Tim Stevenson

Tim Stevenson, Director of European Equities at Henderson Global Investors gives his reaction to Trump’s anti-establishment victory, and the implications for European equity investors

So, a Trump victory. Once again over-turning the ‘accepted wisdom’ that ‘The Establishment’ would win. This is a message that politicians are out of touch with the huge groundswell of opinion that the ‘system’ is not working for them. The implications for Europe are widespread.

Positives: Europeans (certainly Europe ex-UK) tend to be much more ‘Social Democratic’ or more egalitarian than in the US. The extent of the voter dissatisfaction is therefore not necessarily as great.

Equity valuations are on the whole lower in Europe, and investors have broadly reduced their European exposure year to date.

Negatives: Trump is against ‘Globalisation’ and ‘Open Trade’. Europe thrives on free trade (as does the world, arguably).

Trump may well use protectionism against many European companies.

Cancelling Obamacare throws the whole reform of healthcare back up in the air.

Anything with high sales to Mexico will immediately be given a lower valuation.

Unemployment is higher in many parts of Europe than in the USA, and therefore the degree of anger with the establishment has the potential to be as great, if not greater. Politicians badly need to address this issue before a “Radical” comes up with a set of easy slogans that win over the electorate, regardless of the ability to implement or finance vague promises.

Europe has the Italian Referendum (on reform of the electoral system) in December. A rejection is now more likely, just out of the wish to poke the establishment rather than thorough analysis. France has elections next Spring: does this fuel the protest parties or ram some sense into the established politicians? We assume the latter.
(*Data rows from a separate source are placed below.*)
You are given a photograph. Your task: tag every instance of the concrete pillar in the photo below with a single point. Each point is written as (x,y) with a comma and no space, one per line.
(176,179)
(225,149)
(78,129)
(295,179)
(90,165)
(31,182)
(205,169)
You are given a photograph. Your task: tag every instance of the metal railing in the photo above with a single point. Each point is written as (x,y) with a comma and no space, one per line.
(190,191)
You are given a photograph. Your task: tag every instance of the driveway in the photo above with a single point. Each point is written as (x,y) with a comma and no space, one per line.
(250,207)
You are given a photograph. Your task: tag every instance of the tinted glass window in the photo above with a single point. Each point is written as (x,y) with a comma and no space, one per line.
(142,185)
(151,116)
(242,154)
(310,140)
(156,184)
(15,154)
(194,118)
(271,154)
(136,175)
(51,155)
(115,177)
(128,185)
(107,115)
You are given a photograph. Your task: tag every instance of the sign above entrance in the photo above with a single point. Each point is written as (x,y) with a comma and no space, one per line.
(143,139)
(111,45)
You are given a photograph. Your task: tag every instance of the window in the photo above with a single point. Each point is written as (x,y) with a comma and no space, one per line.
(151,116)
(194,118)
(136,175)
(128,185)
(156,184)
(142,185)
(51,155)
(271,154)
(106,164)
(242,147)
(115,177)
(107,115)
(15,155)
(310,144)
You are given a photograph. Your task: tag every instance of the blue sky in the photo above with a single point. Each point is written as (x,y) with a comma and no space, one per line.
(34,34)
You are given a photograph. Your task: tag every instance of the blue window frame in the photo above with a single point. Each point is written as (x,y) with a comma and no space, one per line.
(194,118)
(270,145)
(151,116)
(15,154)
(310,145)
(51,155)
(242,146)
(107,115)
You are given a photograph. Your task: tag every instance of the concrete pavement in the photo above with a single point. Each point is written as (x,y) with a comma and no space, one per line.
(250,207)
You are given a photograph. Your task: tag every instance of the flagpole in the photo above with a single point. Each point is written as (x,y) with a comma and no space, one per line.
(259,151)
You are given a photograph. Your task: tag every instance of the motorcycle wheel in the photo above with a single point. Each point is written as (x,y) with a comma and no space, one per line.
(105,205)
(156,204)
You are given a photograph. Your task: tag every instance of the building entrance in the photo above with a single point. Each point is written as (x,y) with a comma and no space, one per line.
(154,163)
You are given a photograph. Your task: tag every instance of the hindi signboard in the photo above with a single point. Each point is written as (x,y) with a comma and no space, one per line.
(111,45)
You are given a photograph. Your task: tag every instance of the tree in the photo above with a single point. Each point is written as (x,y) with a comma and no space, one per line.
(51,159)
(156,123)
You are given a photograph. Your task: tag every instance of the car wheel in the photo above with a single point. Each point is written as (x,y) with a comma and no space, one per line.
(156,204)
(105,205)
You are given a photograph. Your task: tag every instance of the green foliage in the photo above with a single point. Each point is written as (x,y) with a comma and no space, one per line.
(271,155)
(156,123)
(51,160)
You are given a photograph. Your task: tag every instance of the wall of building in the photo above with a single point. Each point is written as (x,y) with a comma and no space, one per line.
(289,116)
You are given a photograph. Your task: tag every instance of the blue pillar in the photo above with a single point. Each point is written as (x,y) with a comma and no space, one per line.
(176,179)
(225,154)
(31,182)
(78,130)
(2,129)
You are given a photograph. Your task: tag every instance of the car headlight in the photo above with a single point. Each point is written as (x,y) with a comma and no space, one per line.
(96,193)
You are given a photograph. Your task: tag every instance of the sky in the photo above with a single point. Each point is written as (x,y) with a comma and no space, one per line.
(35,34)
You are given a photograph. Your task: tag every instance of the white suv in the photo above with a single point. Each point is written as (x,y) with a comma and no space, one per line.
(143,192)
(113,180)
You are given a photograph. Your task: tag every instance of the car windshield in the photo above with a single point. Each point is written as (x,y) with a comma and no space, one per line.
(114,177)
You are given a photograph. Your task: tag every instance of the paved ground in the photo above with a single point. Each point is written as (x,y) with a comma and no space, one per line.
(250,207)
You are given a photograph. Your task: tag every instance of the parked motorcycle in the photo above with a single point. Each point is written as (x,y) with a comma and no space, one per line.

The German and Dutch elections next year also raise the same questions.

Markets and economies hate uncertainty, and we now have more of that. Can Trump really reflate* the US economy? What with? Hot air?

‘When the facts change, I change my mind!’ It seems prudent to take a more conservative stance for the time being and have some more cash in the portfolio. There will also be some stock specific issues to address.

This has not prompted wholesale changes to the portfolio, if anything it reinforces our preference for quality stocks yet further. We are reducing our weighting in banks, as the probability of a December interest rate hike in the US is understandably reduced.

Longer term, we need to consider whether a set of reflationary measures by governments (whether in the US or Europe) changes the inflation outlook. That in turn has a further knock on impact on the valuation of ‘growth’ versus ‘value**’, and therefore whether we should be adding more economically sensitive stocks or names that are a beneficiary of any attempts at reflation.




*Policies intended to help an economy recover and promote inflation.

**Growth investors search for companies they believe have strong growth potential. Their earnings are expected to grow at an above-average rate compared to the rest of the market, and therefore their share price should increase in value. Value investors search for companies that they believe are undervalued by the market, and therefore expect their share price to increase.


Past performance is not a guide to future performance. The value of an investment and the income from it can fall as well as rise and you may not get back the amount originally invested.

The information in this article does not qualify as an investment recommendation.